Я проснулся совсем; за стеной у меня было все тихо; на улице мерцали фонари; где-то ныла разбитая шарманка, и под ее унылые звуки разбитый голос пел:
Танцен дами, стид откинов,
Кавалерен без затей,
Схватит девишка, обнимет
И давай вертеться с ней.
ГЛАВА ЧЕТЫРНАДЦАТАЯ
Был вскоре за этим новый человеконенавистный петербургский день с семью различными погодами, из которых самая лучшая в одно и то же время мочила и промораживала. Пробитый насквозь чичером, чередовавшимся с гнилою мокрядью и морозом, я возвратился домой с насморком и лихорадочным ознобом и, совсем больной, укутавшись потеплее, повалился на свой уютный диван. Дышалось мне тяжело, и во всем теле беспрестанно ощущалась неприятная наклонность вздрагивать; но тем не менее я, должно быть, заснул очень скоро, потому что скоро же очень из моей пустой и темной залы стали доноситься до меня мягкие, но тяжелые медвежьи шаги, сап, глубокие вздохи и какое-то мягкое кувырканье. Прошла еще пара минут, и в дверях, прямо против моего лица, показался на задних лапах огромный, бурый с проседью медведь. Он держался одною переднею лапою за притолку, медленно покачивался и, далеко высунув свой пурпурно-красный язык, тяжело дышал и щурился. От него, как от раскаленной чугунной печки, било в меня несносным, сухим жаром; лишенный всякого эпителия, тифозный язык моего гостя мотался и вздрагивал; его липнущие маленькие глаза наводили дрему непробудную. Медведь подошел к моему дивану, закрыл мое лицо своей пушистой грудью и начал лизать мою голову своим острым языком. Не мог я определить - хорошо мне от этого или худо; не мог я крикнуть, не в силах был повернуться. Сгорая сухим жаром горячки, я беспрестанно путался в каких-то нелепых представлениях, слышал то детский шепот, то медвежьи вздохи, то звон и заунывную песню "про солому". Это становилось несносно; хотелось во что-нибудь вслушиваться, что-нибудь понять и проснуться, но развинченное тело лежало пластом, и всякие трезвые, впечатления были чужды больной моей голове.

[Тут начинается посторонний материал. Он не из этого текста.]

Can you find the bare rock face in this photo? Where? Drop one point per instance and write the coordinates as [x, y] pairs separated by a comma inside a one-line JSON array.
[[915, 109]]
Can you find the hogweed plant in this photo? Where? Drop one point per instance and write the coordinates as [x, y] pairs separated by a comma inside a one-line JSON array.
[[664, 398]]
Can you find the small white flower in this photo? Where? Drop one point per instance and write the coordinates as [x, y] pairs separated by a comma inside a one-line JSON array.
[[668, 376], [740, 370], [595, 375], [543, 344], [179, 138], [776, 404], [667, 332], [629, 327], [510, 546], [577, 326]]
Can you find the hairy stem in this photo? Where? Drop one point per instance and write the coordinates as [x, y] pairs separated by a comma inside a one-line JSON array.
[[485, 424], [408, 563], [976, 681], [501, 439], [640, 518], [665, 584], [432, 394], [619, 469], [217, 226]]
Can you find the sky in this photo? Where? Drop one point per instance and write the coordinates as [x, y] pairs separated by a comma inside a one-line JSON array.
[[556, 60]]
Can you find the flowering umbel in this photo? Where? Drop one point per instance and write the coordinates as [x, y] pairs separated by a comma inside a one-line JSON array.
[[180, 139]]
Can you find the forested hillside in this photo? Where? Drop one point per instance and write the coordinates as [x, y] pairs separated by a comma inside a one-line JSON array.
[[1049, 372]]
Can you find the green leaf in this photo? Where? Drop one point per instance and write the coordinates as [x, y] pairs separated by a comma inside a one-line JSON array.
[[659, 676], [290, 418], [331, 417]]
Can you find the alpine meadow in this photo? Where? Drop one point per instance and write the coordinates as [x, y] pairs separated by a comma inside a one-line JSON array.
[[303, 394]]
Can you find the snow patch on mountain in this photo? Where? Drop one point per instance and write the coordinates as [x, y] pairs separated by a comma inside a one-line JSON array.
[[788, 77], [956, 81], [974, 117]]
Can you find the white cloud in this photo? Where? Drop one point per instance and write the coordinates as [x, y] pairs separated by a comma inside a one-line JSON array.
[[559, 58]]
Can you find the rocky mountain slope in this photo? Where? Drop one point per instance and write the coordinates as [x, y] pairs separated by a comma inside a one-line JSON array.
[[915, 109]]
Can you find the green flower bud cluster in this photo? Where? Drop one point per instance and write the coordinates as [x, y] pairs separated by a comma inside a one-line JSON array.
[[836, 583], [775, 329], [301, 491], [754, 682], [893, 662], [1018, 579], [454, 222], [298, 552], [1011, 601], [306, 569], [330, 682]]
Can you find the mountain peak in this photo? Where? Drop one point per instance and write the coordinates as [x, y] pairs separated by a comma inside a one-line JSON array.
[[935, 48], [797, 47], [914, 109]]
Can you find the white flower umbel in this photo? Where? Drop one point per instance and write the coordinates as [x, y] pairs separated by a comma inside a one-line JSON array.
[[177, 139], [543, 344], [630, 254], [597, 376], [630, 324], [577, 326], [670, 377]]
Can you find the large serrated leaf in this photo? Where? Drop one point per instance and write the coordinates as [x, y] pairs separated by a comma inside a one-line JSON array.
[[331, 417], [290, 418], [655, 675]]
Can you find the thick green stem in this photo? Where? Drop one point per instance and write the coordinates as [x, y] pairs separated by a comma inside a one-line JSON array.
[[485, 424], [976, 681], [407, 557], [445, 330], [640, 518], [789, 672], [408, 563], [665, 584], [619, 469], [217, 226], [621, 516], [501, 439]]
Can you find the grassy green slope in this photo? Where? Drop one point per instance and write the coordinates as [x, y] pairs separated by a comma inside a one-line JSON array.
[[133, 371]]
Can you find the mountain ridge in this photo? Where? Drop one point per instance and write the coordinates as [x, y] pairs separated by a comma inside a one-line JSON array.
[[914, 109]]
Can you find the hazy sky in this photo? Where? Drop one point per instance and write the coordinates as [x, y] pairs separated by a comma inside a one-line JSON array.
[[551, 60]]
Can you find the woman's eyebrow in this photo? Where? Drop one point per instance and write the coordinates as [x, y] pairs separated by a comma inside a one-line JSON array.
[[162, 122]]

В таком состоянии прошло, должно быть, очень много времени, прежде чем окружающий меня горячий воздух стал как будто немного тонеть, разрежаться, и с тем вместе заворочался и начал спускаться к ногам давивший меня медведь.
Едва он чуть поосвободил мою голову, до моего слуха сейчас же, с первою же струйкою свежего воздуха, донеслось какое-то знакомое, необыкновенно ласковое слово.
Я ту же секунду по этому голосу узнал знакомый маленький голос, но мозг мой все-таки беспрестанно сбивался с пути, усыпал и путался. Ласковые слова долетали до меня с различными перерывами и по временам совсем как-то доходили звуками без значения.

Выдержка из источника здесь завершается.